Prior to distributing the survey, study staff distribute a cover email that provides each state with a customized feedback report to show how its previous year’s data compare to national averages for all states, and asks the recipient to confirm that he/she will continue to serve as the designated contact person for the upcoming survey (Attachment 6).



Table A.12-1. Estimated Annualized Burden Hours


Respondents

No. of Respondents

No. of Responses per Respondent

Average Burden per Response (in hours)

Total Burden (in hours)


State Medicaid Programs


51


1


0.5


26



A.12.b Estimated Annualized Cost to Respondents


The survey is generally completed by an administrative-level manager designated by the state Medicaid director. The average hourly wage is estimated at $32.89 per hour (http://www.bls.gov). The total estimated annualized cost of the respondents’ time is $839.


Respondents

No. of Respondents

No. of Responses per Respondent

Average Burden per Response (in hours)

Average Hourly Wage


Total Cost


State Medicaid Program Administrative Manager



51



1


0.5


$32.89


$839



A.13. Estimates of Other Total Annual Cost Burden to Respondents or Record Keepers


There are no costs to respondents for capital equipment or record-keeping.


A.14. Annualized Cost to the Federal Government

The total annualized cost of the survey is $72,500. The total includes 2.5% of a GS-13 level Federal employee who oversees the project in the role of project officer. The total also includes $70,000 per year for costs incurred by the University of California Berkeley, Center for Health and Public Policy Studies, which received an award to collect and analyze the data from the CDC Prevention Research Center. The tasks to be conducted by UC/Berkeley include:

-Development of Survey Questions

-Fielding survey by contractor

  • Management of data files

  • Format and distribution of pre-notification survey to state Medicaid Directors

  • Format and distribution of survey

  • Conduct follow-up with non-respondents to survey

  • Data entry and preparation of final data set

  • Creation of data file layout with defined labels and values to accompany final data set.

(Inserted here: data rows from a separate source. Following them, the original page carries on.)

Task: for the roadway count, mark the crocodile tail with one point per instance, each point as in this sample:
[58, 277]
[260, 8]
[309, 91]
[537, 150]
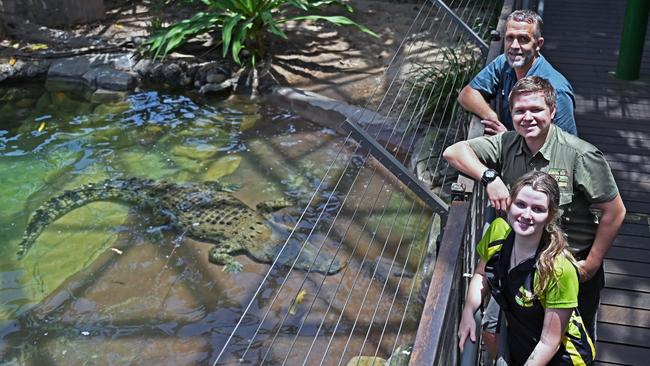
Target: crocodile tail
[122, 190]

    • Analysis of survey data by contractor: Perform analysis of survey data and prepare Final Report of analysis


A.15.Explanation for Program Changes or Adjustments

This is a request for reinstatement of a previously approved data collection. Minor changes will be incorporated into the survey but they are not expected to change the previously approved burden estimate.

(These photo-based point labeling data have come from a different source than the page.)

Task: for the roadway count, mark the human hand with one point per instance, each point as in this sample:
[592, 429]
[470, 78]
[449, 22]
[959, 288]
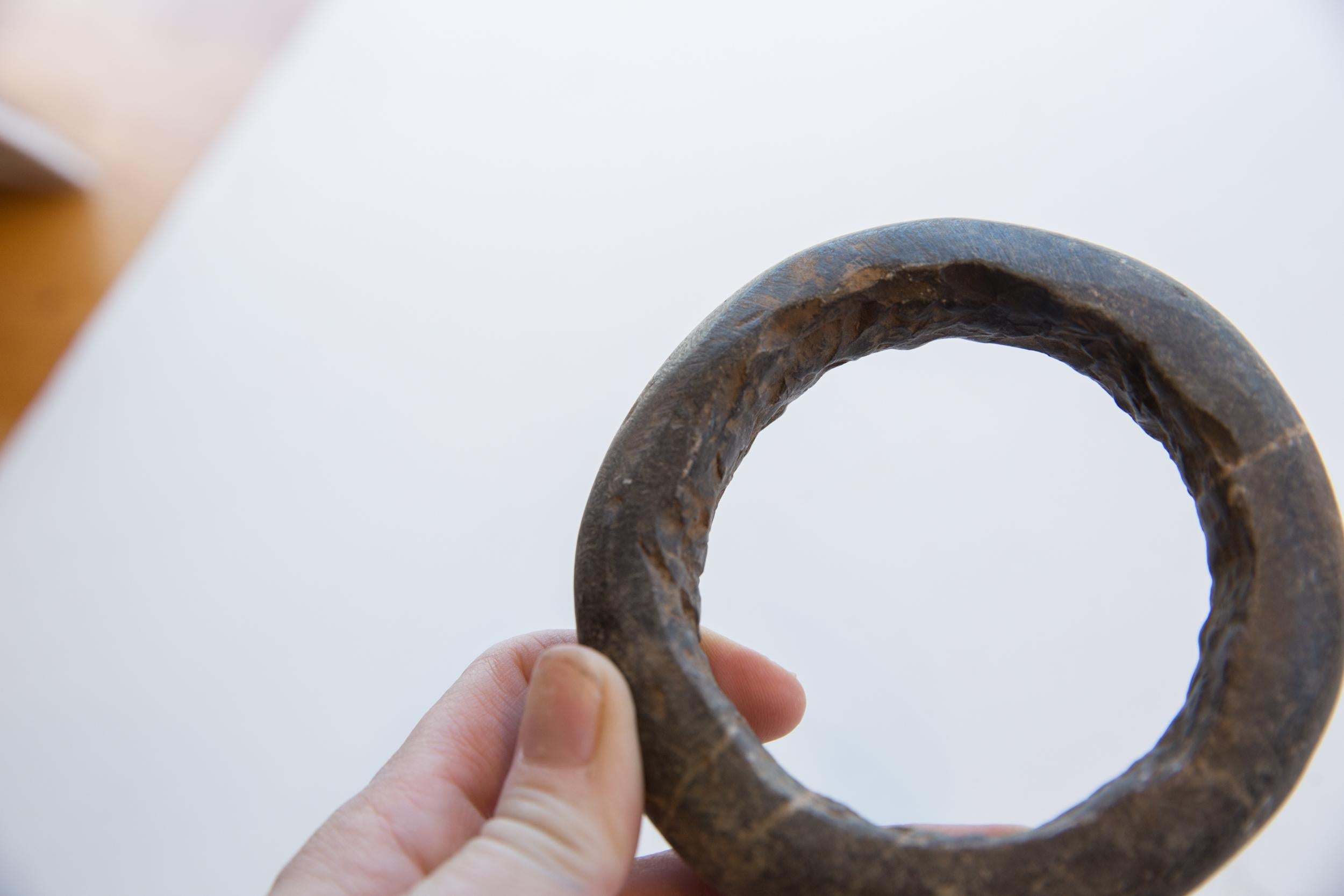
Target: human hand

A.16. Plans for Tabulation and Publication and Project Time Schedule

Data collection will be conducted annually, generally in the fall. Data collection will require 3 months. Data cleaning and analysis will also require approximately 3 months.



Data Analysis plan


Previous survey results are available and will be sent to respondents. An SPSS dataset for analysis will be prepared from the responses collected through the web-based survey tool.


Frequencies are tabulated for all questions. In addition, an Excel spread sheet is generated identifying specific coverage by Medicaid program and changes from the previous year are noted.


No statistical analysis is performed, as the data are not a statistical sample, rather they comprise the universe of Medicaid programs.


A.17. Reason(s) Display of OMB Expiration Date is Inappropriate

OMB number and expiration date will be displayed.


A.18. Exceptions to Certification for Paperwork Reduction Act Submissions

No exceptions are being requested.







References

1. CDC. State Medicaid Coverage for Tobacco-Dependence Treatments – United States, 1998 and 2000. MMWR 2002;50:979-82.


2. CDC. State Medicaid Coverage for Tobacco-Dependence Treatments – Unites States, 1994-2001. MMWR 2003;52:496-500.


3. CDC. State Medicaid Coverage for Tobacco-Dependence Treatments – United States 1994-2002. MMWR 2004;53:54-57.


4. CDC. State Medicaid Coverage for Tobacco-Dependence Treatments --- United States, 2006. MMWR 2008;57(05):117-122.